あの時にも見た。あの時、俺はどうしただろうーーいや。

俺は何もしていない。やつに銃弾を打ち込んだのはタクマ、今はもう居ないタクマだ。今ここには俺一人。非力で馬鹿な俺一人だ。

あの時、俺はただ運転席に座ってハンドルを潰れるほど強く握りしめていただけだった。そんな俺に何が出来る……?

俺は右の腕に渾身の力を込めた。それはむしろ前脚と言っていい、不恰好で短い無用の長物だった。何でもいい、やつから身を守る。この糞使えない腕で頭を守る。

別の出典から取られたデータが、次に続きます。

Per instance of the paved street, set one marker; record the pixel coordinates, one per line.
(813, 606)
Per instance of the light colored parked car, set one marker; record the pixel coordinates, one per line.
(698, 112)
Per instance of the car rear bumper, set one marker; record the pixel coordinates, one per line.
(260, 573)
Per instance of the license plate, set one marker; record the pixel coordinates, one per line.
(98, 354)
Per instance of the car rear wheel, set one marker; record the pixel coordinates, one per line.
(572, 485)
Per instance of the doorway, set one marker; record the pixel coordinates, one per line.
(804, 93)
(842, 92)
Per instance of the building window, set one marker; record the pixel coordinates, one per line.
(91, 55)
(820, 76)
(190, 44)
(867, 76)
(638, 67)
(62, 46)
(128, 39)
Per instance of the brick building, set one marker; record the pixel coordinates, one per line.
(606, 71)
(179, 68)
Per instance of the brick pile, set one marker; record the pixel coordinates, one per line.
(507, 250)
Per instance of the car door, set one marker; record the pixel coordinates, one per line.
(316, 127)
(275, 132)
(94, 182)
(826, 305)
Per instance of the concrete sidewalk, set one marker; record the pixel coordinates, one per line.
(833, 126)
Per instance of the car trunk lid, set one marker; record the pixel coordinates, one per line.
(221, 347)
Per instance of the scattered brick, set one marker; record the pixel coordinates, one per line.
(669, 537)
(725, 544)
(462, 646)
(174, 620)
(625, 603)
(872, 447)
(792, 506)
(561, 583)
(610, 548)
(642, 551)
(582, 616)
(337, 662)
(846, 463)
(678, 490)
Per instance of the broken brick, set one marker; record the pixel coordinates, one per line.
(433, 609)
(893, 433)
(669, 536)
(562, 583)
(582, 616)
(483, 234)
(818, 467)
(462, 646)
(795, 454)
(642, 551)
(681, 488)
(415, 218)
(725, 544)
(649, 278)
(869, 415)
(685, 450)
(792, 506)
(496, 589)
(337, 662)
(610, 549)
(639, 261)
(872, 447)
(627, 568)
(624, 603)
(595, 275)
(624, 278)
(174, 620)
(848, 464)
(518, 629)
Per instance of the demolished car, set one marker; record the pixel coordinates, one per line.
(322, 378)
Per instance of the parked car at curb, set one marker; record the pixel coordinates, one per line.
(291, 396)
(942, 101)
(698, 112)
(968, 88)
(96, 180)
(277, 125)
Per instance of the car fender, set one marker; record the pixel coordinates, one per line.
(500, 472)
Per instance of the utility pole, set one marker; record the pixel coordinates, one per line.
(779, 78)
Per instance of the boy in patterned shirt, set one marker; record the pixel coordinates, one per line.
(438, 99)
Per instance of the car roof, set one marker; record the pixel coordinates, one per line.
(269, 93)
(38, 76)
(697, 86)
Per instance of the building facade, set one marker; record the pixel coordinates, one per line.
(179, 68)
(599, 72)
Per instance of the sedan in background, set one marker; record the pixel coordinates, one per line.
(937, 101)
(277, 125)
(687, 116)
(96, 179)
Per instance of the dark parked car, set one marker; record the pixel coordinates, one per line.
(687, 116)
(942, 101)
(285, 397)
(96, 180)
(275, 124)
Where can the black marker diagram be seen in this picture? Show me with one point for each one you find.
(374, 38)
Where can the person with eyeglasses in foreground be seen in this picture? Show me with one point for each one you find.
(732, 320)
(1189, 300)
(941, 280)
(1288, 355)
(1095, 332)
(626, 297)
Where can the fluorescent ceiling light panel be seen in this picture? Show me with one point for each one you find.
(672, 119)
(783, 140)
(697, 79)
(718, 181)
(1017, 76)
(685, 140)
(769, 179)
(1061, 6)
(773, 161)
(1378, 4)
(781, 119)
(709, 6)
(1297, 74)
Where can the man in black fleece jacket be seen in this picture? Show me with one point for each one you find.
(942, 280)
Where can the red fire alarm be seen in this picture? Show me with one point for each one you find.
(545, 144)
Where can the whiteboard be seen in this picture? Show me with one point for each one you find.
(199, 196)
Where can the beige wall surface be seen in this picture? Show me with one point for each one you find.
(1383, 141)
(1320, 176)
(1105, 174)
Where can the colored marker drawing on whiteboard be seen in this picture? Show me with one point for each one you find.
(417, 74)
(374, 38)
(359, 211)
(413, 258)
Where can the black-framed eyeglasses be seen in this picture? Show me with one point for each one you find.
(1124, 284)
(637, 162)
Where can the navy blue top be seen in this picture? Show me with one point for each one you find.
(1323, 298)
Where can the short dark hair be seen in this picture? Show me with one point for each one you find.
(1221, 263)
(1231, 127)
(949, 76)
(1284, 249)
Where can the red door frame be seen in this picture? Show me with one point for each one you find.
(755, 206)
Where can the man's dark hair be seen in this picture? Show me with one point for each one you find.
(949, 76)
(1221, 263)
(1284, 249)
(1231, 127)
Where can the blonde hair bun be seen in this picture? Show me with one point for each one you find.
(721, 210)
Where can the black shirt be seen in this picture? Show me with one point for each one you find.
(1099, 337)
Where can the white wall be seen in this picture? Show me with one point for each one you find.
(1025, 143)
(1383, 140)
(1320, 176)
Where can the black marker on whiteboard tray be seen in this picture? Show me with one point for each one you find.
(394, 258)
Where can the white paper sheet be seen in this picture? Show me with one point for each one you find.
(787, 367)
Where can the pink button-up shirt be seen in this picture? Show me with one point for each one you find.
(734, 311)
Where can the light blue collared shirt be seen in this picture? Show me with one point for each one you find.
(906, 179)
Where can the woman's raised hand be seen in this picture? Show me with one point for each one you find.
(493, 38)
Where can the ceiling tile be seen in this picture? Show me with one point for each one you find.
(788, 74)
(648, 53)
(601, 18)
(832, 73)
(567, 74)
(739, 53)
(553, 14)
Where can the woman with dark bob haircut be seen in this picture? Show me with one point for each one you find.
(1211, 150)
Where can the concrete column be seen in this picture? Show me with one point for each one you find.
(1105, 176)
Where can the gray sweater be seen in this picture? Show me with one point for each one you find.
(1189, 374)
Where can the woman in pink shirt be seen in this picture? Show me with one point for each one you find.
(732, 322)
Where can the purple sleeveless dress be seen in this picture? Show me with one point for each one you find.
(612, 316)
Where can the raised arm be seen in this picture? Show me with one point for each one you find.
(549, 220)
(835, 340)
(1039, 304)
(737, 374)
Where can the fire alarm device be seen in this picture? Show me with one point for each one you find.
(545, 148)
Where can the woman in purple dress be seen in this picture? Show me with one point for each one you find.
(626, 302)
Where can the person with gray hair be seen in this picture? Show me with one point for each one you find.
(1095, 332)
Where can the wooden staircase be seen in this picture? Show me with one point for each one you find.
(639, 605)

原因は何だったのかーー追跡者から逃げたい怖いと思うあまりに身体を仰け反り、そのために胴体の肉がほんの僅かに引き上げられたからだろうかーーともかく右腕は解き放たれた。全体重を受けてその一部しか外側に出せていなかった右腕は、押さえつけるものが無くなった瞬間、蓄積された力が一気に解放されて前方に飛んだ。

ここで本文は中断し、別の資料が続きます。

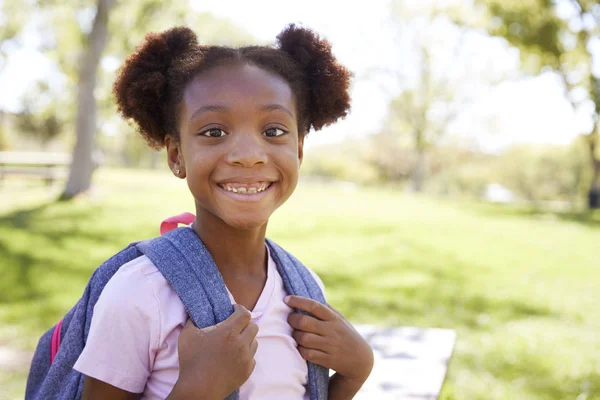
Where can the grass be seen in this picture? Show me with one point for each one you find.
(521, 288)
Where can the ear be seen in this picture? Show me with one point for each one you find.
(300, 149)
(174, 156)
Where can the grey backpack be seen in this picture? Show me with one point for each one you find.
(189, 268)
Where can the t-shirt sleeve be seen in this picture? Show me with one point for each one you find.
(319, 282)
(125, 332)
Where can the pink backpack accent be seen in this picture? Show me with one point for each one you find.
(55, 342)
(167, 225)
(171, 223)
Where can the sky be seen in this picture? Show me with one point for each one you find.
(521, 110)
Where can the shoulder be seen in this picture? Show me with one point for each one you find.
(132, 279)
(137, 287)
(277, 249)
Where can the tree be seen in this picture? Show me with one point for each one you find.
(558, 34)
(76, 37)
(436, 80)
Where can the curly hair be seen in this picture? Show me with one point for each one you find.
(150, 84)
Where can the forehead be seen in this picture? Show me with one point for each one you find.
(237, 86)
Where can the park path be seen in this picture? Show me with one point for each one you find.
(410, 363)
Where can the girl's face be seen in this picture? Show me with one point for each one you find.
(238, 144)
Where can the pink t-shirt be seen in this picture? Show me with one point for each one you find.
(132, 343)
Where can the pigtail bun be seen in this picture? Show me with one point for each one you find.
(141, 87)
(327, 79)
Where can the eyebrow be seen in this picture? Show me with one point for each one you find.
(212, 108)
(273, 107)
(217, 108)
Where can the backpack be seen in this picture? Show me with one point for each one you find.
(190, 270)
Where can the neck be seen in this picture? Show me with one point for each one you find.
(235, 251)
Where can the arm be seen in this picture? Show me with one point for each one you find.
(94, 389)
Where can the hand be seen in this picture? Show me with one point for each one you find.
(215, 361)
(325, 337)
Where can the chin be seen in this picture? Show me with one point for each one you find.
(245, 223)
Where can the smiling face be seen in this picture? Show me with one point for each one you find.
(238, 145)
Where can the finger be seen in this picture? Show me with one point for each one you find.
(307, 323)
(334, 310)
(238, 320)
(314, 356)
(311, 341)
(311, 306)
(249, 333)
(253, 347)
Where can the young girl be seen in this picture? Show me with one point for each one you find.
(233, 122)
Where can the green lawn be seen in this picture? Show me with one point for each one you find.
(522, 289)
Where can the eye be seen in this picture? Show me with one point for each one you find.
(214, 132)
(274, 132)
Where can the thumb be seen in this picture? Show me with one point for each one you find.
(237, 321)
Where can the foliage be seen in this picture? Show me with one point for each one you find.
(62, 28)
(520, 287)
(543, 173)
(558, 34)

そこには奇しくも追跡者の頭部があった。やつの頭はこの激烈な衝撃を受けて果実のように破裂し、頸部は断裂。頭蓋は明後日の方向に飛散した。


「立ち上がれひかりのゆうしゃよ!」

カイの声が聞こえたような気がする。勘違いかもしれない。

恐怖の対象が一瞬のうちに失われた事で行き場に困った歪な心が静かに震えていた。その感覚は高揚感にも似ていた。